Le projet de gazoduc reliant le Nigeria au Maroc, connu sous le nom de gazoduc Afrique-Atlantique, continue de susciter l’intérêt stratégique tout en demeurant exposé à d’importantes incertitudes financières et opérationnelles. C’est le constat dressé par l’économiste Wumi Iledare, professeur émérite d’économie pétrolière et spécialiste des politiques publiques énergétiques, à l’issue de son analyse des performances du secteur énergétique nigérian en 2025 et des perspectives attendues pour 2026.
S’exprimant à Lagos, l’expert estime que, malgré des signaux positifs enregistrés dans le segment gazier nigérian, les grands projets structurants restent vulnérables. « Les progrès observés en matière d’augmentation des réserves, de réduction du torchage et d’amélioration de l’approvisionnement domestique ne suffisent pas à lever les risques pesant sur les mégaprojets », souligne-t-il, citant le gazoduc Nigeria–Maroc au même titre que le projet Ajaokuta–Kaduna–Kano (AKK).
Selon lui, la faisabilité du gazoduc Afrique-Atlantique demeure étroitement liée à la solidité des montages financiers, à la continuité de la gouvernance publique et à la capacité des autorités nigérianes à garantir un cadre institutionnel stable sur le long terme.
Un redressement pétrolier encore fragile
Sur le plan pétrolier, l’année 2025 marque un redressement mesurable après plusieurs années de contraction. Wumi Iledare attribue cette amélioration à une accalmie sécuritaire relative, à la mise en œuvre progressive de la loi sur l’industrie pétrolière (Petroleum Industry Act – PIA) et à une meilleure discipline opérationnelle.
La production de brut aurait atteint une moyenne comprise entre 1,6 et 1,7 million de barils par jour, un niveau qualifié de « significatif » par l’économiste. Il tempère toutefois les discours officiels évoquant un respect strict des quotas de l’OPEP+, notant que la production est restée en deçà des références et que les recettes pétrolières ont déçu par rapport aux projections budgétaires, notamment au premier semestre de l’année.
« La trajectoire est positive, mais elle ne saurait être assimilée à une transformation structurelle », avertit-il, soulignant le caractère encore inégal et peu sécurisé des progrès enregistrés.
Gouvernance, aval et réformes inachevées
Directeur exécutif de la fondation Emmanuel Egbogah, Wumi Iledare reconnaît des avancées dans la lutte contre le vol de brut et le vandalisme, liées à une surveillance accrue et à une coopération renforcée avec les communautés locales. Il appelle néanmoins à la prudence face aux chiffres avancés publiquement, estimant que l’absence de contrôles indépendants limite la crédibilité de certaines annonces.
Dans l’amont pétrolier, la reprise du nombre d’appareils de forage est également relativisée, l’expert rappelant que cette progression s’explique en partie par un effet de base lié au creux historique de 2021. Tous les équipements recensés ne sont pas nécessairement en activité, et leur contribution réelle dépendra de l’accès au financement, des capacités d’évacuation et de la stabilité contractuelle.
L’aval demeure, selon lui, le segment le plus sensible. Il met en garde contre une lecture simpliste opposant investisseurs et importateurs, rappelant que la concurrence se mesure avant tout à la structure du marché et à la neutralité du régulateur. À ce titre, il invite à la prudence dans l’évaluation des performances de la raffinerie Dangote, dont les résultats annoncés relèveraient encore largement de projections.

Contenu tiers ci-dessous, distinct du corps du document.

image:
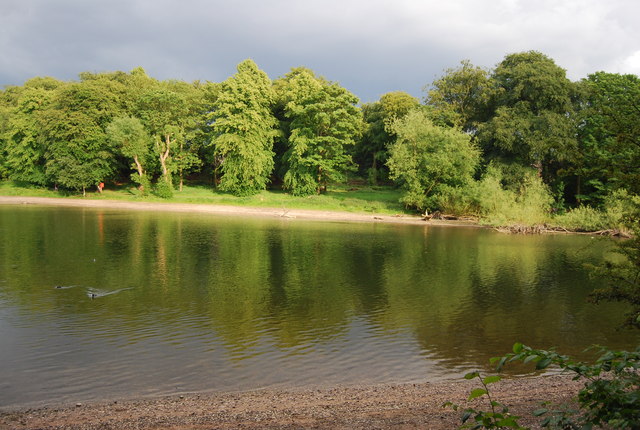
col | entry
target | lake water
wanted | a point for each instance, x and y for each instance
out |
(99, 304)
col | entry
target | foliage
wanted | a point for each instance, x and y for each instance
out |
(529, 204)
(78, 153)
(497, 417)
(372, 149)
(130, 136)
(426, 158)
(163, 189)
(531, 117)
(460, 96)
(609, 136)
(244, 129)
(624, 274)
(610, 396)
(324, 120)
(617, 207)
(25, 146)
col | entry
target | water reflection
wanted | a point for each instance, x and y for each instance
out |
(96, 303)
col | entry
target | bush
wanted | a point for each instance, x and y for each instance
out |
(582, 218)
(163, 189)
(610, 396)
(617, 207)
(458, 201)
(529, 205)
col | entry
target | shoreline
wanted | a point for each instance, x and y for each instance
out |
(385, 406)
(301, 214)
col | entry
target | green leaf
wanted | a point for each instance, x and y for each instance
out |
(477, 392)
(543, 364)
(471, 375)
(491, 379)
(467, 414)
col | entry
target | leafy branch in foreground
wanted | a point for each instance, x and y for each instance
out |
(498, 415)
(610, 396)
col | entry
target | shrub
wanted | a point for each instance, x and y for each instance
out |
(529, 205)
(163, 189)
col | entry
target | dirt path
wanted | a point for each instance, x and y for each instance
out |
(404, 406)
(303, 214)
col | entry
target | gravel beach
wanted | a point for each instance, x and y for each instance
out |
(402, 406)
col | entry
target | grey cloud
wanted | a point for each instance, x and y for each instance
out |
(370, 47)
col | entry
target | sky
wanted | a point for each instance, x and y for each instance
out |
(370, 47)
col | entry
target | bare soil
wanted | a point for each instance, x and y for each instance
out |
(304, 214)
(402, 406)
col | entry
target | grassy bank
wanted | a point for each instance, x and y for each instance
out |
(345, 198)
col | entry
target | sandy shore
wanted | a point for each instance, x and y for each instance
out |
(400, 406)
(303, 214)
(403, 406)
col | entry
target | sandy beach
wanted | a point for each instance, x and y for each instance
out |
(402, 406)
(302, 214)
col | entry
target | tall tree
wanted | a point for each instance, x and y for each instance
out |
(25, 145)
(372, 148)
(609, 136)
(324, 120)
(531, 118)
(460, 96)
(426, 157)
(163, 113)
(244, 129)
(78, 153)
(129, 135)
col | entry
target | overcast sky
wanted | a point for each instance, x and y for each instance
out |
(369, 46)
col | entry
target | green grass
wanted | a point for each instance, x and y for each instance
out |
(343, 198)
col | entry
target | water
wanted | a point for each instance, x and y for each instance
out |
(98, 304)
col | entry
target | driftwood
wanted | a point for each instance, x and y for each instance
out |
(543, 228)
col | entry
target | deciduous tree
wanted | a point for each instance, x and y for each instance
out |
(243, 130)
(531, 120)
(427, 157)
(324, 121)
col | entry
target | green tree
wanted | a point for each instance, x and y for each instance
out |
(244, 129)
(460, 96)
(372, 149)
(78, 152)
(426, 159)
(531, 117)
(163, 113)
(129, 135)
(609, 136)
(324, 120)
(25, 146)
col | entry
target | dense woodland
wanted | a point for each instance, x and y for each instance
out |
(518, 141)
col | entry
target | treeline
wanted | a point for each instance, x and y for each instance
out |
(518, 140)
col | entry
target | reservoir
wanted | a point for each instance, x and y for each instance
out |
(104, 304)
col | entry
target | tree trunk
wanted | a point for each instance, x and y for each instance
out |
(165, 155)
(140, 171)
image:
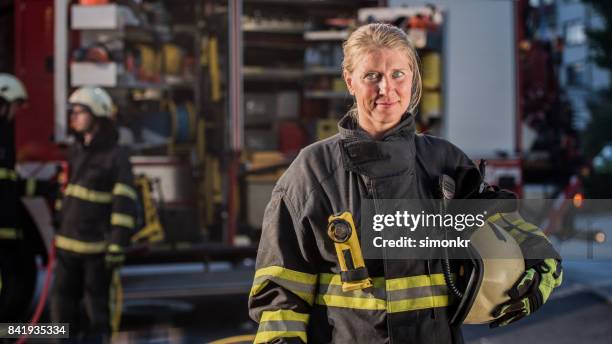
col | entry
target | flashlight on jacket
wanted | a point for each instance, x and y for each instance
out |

Un test institutionnel pour 2026
Abordant les projets de cession d’actifs de la Nigerian National Petroleum Company Ltd. (NNPCL), l’économiste y voit un ajustement de portefeuille plus qu’un désengagement stratégique. Il alerte toutefois sur les risques d’une utilisation budgétaire à court terme des produits de ces cessions, en l’absence de gouvernance rigoureuse et de transparence.
Pour Wumi Iledare, l’écart persistant entre la reprise de la production et les performances budgétaires constitue l’un des signaux les plus révélateurs d’une réforme inachevée. La volatilité des prix, les structures de coûts et les failles de gouvernance continuent de limiter l’impact du secteur pétrolier sur les finances publiques.
Dans ce contexte, le gazoduc Nigeria–Maroc apparaît comme un projet à fort potentiel géoéconomique, mais encore tributaire de la solidité institutionnelle du secteur énergétique nigérian. « Les acquis de 2025 existent, mais ils restent fragiles. L’enjeu de 2026 sera celui de la rigueur, de la discipline et de l’endurance institutionnelle », conclut l’économiste.